Angels of Light | Preview | live at the Bowery Ballroom

TIME OUT NY: Issue 324/325 | Jordan N. Mamone

Michael Gira certainly hasn't softened his outlook or lost his edge over the past 20 years.

Two decades ago, he began strategizing the ultraslow, blast-furnace noise-rock of Swans, whose crushingly physical rhythms and guitar terrorism influenced generations of grindcore, industrial and postpunk warlords. These days, as the leader of the largely acoustic Angels of Light, he channels his energy into quiet, dis- turbing ballads that erupt into huge, sparklingly euphonic crescendos. But despite their superficially vast differences in style, both groups revolve around the same basic obsessions with hypnotic repetition, gut-wrenching emotional impact, sensually sooty lyrics and an attention to detail.

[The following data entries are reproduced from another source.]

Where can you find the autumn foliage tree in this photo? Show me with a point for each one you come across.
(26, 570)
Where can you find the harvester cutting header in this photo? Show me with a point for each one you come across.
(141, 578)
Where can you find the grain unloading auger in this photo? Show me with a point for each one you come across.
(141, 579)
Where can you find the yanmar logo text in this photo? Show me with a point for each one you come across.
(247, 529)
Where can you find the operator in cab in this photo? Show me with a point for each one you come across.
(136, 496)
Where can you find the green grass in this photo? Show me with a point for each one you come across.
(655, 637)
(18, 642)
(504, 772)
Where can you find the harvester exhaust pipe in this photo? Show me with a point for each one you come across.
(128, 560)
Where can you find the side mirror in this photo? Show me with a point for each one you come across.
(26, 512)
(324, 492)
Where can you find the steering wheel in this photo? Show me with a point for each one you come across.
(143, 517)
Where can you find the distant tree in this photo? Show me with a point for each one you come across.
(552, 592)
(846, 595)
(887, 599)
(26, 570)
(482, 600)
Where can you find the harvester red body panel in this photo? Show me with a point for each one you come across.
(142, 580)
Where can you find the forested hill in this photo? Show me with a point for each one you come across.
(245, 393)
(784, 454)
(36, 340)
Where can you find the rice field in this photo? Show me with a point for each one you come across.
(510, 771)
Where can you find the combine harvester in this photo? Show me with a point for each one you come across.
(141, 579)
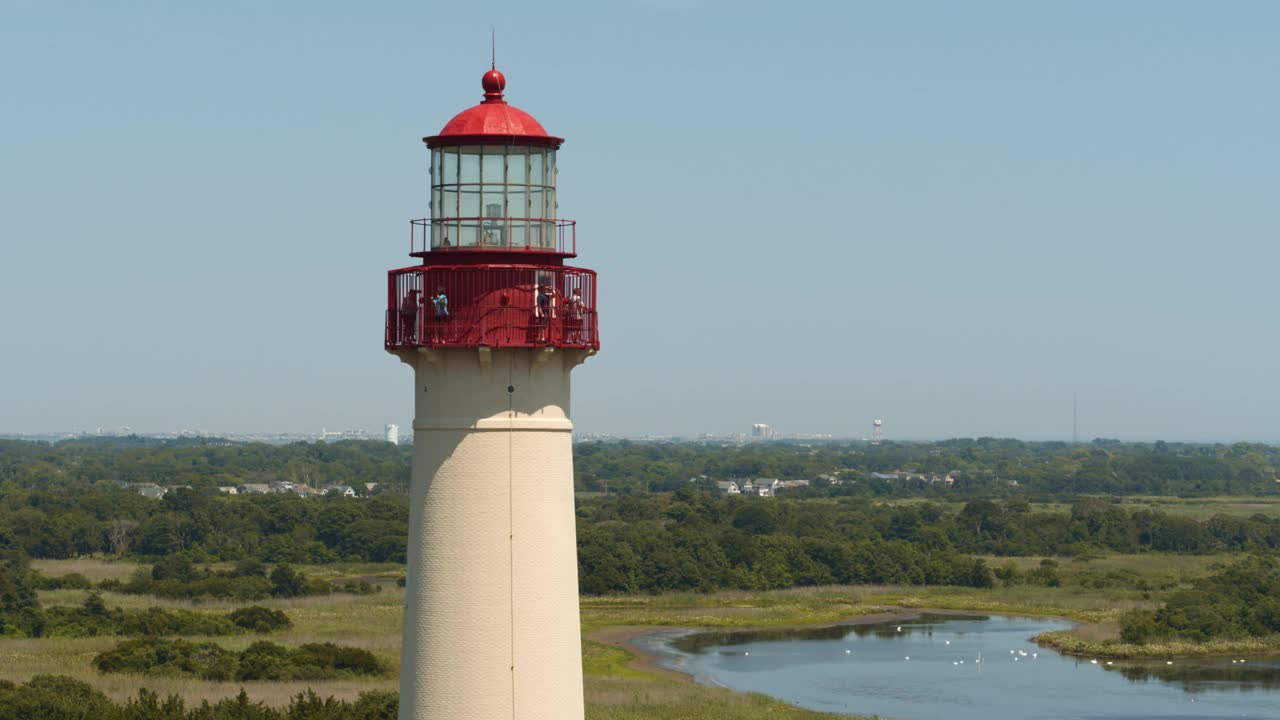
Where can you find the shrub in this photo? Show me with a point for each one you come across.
(260, 619)
(259, 661)
(71, 580)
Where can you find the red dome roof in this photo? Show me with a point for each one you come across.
(493, 121)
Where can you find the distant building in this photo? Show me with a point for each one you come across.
(147, 490)
(767, 483)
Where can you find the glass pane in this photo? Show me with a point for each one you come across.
(535, 167)
(451, 203)
(493, 167)
(517, 201)
(449, 172)
(470, 206)
(517, 165)
(517, 233)
(535, 203)
(470, 171)
(469, 233)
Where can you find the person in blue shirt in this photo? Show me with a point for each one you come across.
(439, 311)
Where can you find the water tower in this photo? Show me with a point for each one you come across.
(492, 319)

For proof, sample Gira's trio of 2001 releases on his own Young God label. The Angels of Light's second album, How I Loved You, strips down and improves upon the silken beauty, grim imagery and orchestral swells of the band's more sedate 1999 debut, New Mother. Whether Gira is reveling in the dreamy narco-bliss of "Evangeline," possessed by the spirit of a raped prisoner in the galloping "My True Body," or indulging his perversions to the percussive thrusts of "New York Girls," he brings increased immediacy to this recent collection of oedipal love/hate songs.

By contrast, humble introspection and playful, home-studio tinkering dominate What We Did, his casual collaboration with Dan Matz (of the Birdwatcher and Windsor for the Derby). Excluding a couple of unsubtle digressions into folk and country, the pair's soft psychedelia, spaced-out abstractions and stabs at warped pop radiate warmth, imagination and intimacy. Even less formal is Gira's exquisitely packaged Solo Recordings at Home, most of which use only six strings, one microphone and a character-filled voice.

The Angels of Light return to their hometown of NYC for the final date of their U.S. tour. Lately, they've been running through small-ensemble versions of music from the aforementioned releases. Gira, a well-known perfectionist, tends to rearrange and intensify his material for performances, so this set should be an exceptionally fluid and bewitching experience.